I understand that most people naturally gravitate toward long-time members. I absolutely understand why. They are the ones who were in for years, they are full-time experts on far-right extremism. I never claimed to be an expert. I know that I’m not. I’m just aware of what I know and dealt with being in the movement. I want to tell my story to the world and let people gain what knowledge that they can from that and use it to battle hate and develop a better sense of compassion at the same time. I want it to connect people.
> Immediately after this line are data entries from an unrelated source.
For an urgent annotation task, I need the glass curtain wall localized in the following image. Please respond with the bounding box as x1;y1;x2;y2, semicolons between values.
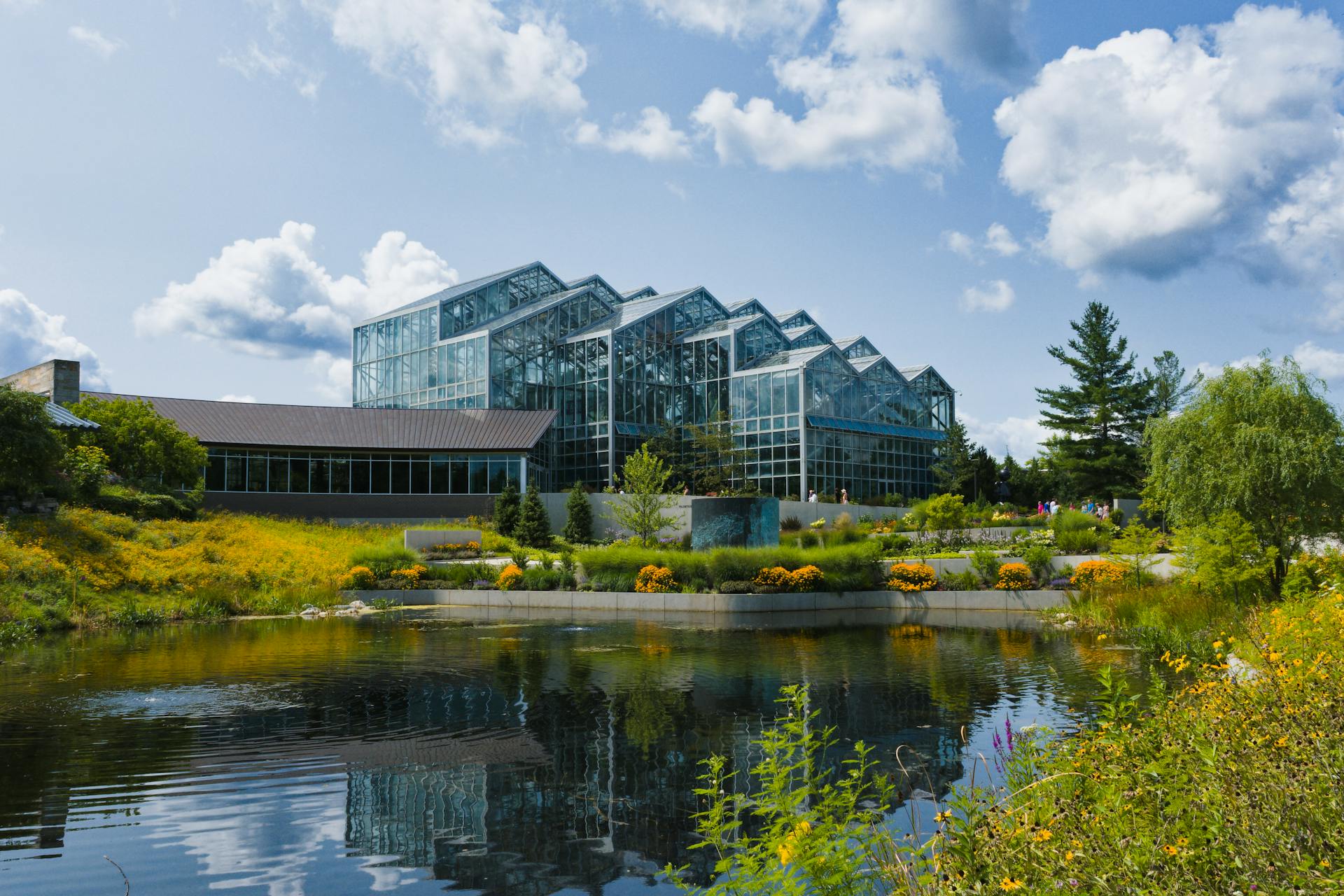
204;447;521;494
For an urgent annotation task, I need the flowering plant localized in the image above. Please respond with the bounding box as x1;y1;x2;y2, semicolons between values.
634;563;676;594
1068;560;1125;589
496;563;523;591
887;563;938;591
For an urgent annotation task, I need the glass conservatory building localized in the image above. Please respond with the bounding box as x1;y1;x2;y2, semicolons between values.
354;262;954;500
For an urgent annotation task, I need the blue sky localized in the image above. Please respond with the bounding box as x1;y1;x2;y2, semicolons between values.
0;0;1344;456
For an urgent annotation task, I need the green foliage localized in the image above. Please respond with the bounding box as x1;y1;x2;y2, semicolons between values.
970;548;1002;586
1144;357;1344;594
492;479;520;539
665;685;914;896
0;384;63;497
349;544;419;579
513;479;552;548
578;541;881;591
563;482;593;544
1036;302;1152;496
1106;523;1167;589
1175;510;1277;601
606;444;676;545
1021;544;1055;582
89;485;199;520
70;398;207;490
60;444;108;504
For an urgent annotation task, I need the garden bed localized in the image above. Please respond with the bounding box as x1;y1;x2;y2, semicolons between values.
344;589;1068;614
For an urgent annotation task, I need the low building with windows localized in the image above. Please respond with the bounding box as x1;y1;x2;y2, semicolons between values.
354;262;954;500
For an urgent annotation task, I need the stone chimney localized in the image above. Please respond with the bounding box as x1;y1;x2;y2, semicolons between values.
0;358;79;405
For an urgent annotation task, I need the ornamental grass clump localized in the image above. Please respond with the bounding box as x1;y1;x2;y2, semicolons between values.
336;567;378;591
1068;560;1125;589
995;563;1031;591
387;564;426;591
887;563;938;591
932;587;1344;895
634;563;678;594
495;563;523;591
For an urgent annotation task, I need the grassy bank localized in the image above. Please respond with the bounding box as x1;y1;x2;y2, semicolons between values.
0;507;399;639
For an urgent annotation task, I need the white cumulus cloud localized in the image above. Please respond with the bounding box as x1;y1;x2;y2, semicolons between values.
67;25;126;59
0;289;108;388
641;0;827;39
134;222;457;357
995;6;1344;326
836;0;1031;78
314;0;587;148
957;412;1051;461
961;279;1017;312
574;106;691;161
691;52;957;171
219;41;324;99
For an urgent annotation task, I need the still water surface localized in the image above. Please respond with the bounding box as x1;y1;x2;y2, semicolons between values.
0;611;1134;896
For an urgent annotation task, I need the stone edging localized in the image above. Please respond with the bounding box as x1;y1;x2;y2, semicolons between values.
344;589;1068;612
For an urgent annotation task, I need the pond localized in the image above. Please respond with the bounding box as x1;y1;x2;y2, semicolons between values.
0;610;1138;896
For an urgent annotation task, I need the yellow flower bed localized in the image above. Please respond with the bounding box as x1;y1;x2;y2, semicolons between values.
887;563;938;591
1068;560;1125;589
634;563;678;594
495;563;523;591
995;563;1031;591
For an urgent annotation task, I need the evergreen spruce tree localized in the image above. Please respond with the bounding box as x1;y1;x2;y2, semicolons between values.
1036;302;1152;497
564;482;593;544
513;482;551;548
495;479;519;538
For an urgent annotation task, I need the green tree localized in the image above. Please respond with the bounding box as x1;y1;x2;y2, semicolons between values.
513;479;551;548
1144;357;1344;595
1173;510;1278;601
606;443;676;545
70;396;207;490
1144;351;1204;416
493;479;520;538
0;386;64;497
60;444;108;501
564;482;593;544
1036;302;1152;497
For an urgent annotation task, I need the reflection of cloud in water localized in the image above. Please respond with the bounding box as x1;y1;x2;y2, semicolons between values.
140;769;346;896
80;684;300;718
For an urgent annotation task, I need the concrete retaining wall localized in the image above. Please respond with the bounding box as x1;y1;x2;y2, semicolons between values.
913;554;1176;578
345;589;1068;614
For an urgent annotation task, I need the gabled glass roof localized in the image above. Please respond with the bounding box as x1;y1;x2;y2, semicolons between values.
360;262;551;323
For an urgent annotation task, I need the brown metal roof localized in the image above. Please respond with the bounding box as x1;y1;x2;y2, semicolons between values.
83;392;555;451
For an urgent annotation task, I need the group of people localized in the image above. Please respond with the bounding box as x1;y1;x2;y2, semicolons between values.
1036;501;1110;520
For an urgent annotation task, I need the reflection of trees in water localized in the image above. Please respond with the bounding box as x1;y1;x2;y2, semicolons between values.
0;621;1134;893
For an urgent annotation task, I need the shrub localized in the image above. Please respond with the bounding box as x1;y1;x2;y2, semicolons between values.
563;482;593;544
513;481;551;548
887;563;938;591
336;567;377;591
387;564;425;591
995;563;1031;591
634;563;676;594
349;544;419;579
751;567;793;594
1068;560;1125;589
495;563;523;591
970;548;1002;586
790;563;825;592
I am a full believer in the fact that short-timers are valuable and have a story to tell. I’ve said it before, even the smallest worker bee can create the hive-mind. You can’t have an army with just a few people. There are things I’ve seen, done and know that I’m positive that can help people. Maybe not a lot, but I know it can help some. Ironically, a lot of the people that will invalidate short-timers will also be the same ones to say in honest shock that they can’t believe people really embrace these ideologies. Well yeah, when people are broken they gravitate toward extremist groups because they are vulnerable and want to feel included in something. And then when they are trying to move toward positive change and you reject them, they feel even more worthless than they felt before or sometimes tragically get re-radicalized.

People don’t understand how easily they can do more damage than good to people who’ve been in extremist despite how long they've been in. Don’t you want to see racism and violence end? Don’t you want to see peace happen? Then welcome those that might even have the smallest amount of experience so we can progress as a country. Let's move forward instead of remaining in ignorance. Let's learn from our mistakes already. There are so many people that I see that go on different forums under anonymous accounts, wanting to tell people what they know in AMAs. However instead of attracting the naturally curious, the people who believe they know all of the things come forth. One of the very first things that gets said every single time to these formers is either “I don’t think you really believed in these things” or “I don’t think you were ever a nationalist,” as if they lived that experience with them.

But how do you think that you can make those assumptions?

Especially when someone is trying to open up to you and the world?

Taking that step to reveal to the world that they were once a former white nationalist is a huge step. It takes a lot of courage to admit that you weren't the victim—but the villain. They want to do good and you want to immediately and constantly shut them down. Not every former nationalist is in the movement for a long time. Something or someone helps them change their views. This movement, as I’ve said before on my podcast and to other people, would have been my life to this day if there weren't people that challenged the way I thought. It doesn’t dismiss what I know and what I’ve been through. I have a story to tell and so do many others. Welcome us in so we can be heard and so we can help.